Ewiger Streit um die Büdchen

Oberbürgermeister nimmt Wasserhäuschen in Schutz

Im Streit um die heftige Pachterhöhung von elf Wasserhäuschen kündigte Oberbürgermeister Peter Feldmann eine Lösung an. Doch einzelne Büdchen bangen weiterhin.
Streit liegt in der Luft. Journalisten und Kamerateams haben sich Freitagnachmittag vor dem Wasserhäuschen an der Holbeinstraße versammelt. Der Oberbürgermeister persönlich hat sich angekündigt. Insgesamt elf Frankfurter Büdchen-Betreiber bangen um ihre Existenz, seit die Radeberger Brauerei ihnen die Pacht um bis zu 73 Prozent erhöhte. Mit den kleinen Gewinnmargen aus Flaschenbier und gemischten Tüten ist das kaum zu erwirtschaften. Doch die Brauerei hat den schwarzen Peter weitergeschoben – zum Römer. Hintergrund sei eine Pachterhöhung der Stadt Frankfurt, denn die Wasserhäuschen stehen auf städtischen Flächen. „Das Stadtplanungsamt will diese Büdchen nicht“, ist Hubert Gloss vom Verein Linie 11 überzeugt. „Die wollen eine cleane Stadt.“ An diesem Freitag treffen die Pächter, unterstützt vom Verein Linie 11 nun erstmals offiziell auf die Stadt, in Person von Oberbürgermeister Peter Feldmann.

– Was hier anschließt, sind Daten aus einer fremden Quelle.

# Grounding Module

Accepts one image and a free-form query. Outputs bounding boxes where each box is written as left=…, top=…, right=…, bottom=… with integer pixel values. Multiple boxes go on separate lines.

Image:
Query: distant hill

Dieser traut sich ganz ohne Begleitung an den Tatort und verkündet die frohe Botschaft: „Es wird nicht so bleiben, wie es ist. Wir können bei den Pachten was machen.“ Als Frankfurter Junge sei er doch selbst als Kind immer für Kaugummis und Lakritzschnecken zu den Wasserhäuschen gegangen, schwärmt er mit nostalgischem Glanz in den Augen. Also ist der Chef der Stadtverwaltung im Streit Wasserhäuschen gegen Stadt auf Seite der Buden? „Ich bin hier ganz klar parteiisch“, erklärt er zweideutig und nimmt seinen verantwortlichen Dezernenten Jan Schneider (CDU) in Schutz. „Es hat sicher auch gute Gründe für die ursprüngliche Pachterhöhung gegeben“, räumt er ein, doch in einem längeren Gespräch habe er den Kollegen vom besonderen Wert der Wasserhäuschen für die Stadt überzeugen können. „Die Stadt hat ein Interesse, dass es diese Büdchen noch lange gibt.“ Der Streit ist abgesagt und wird jetzt wohl höchstens noch innerhalb der Römer-Koalition ausgetragen.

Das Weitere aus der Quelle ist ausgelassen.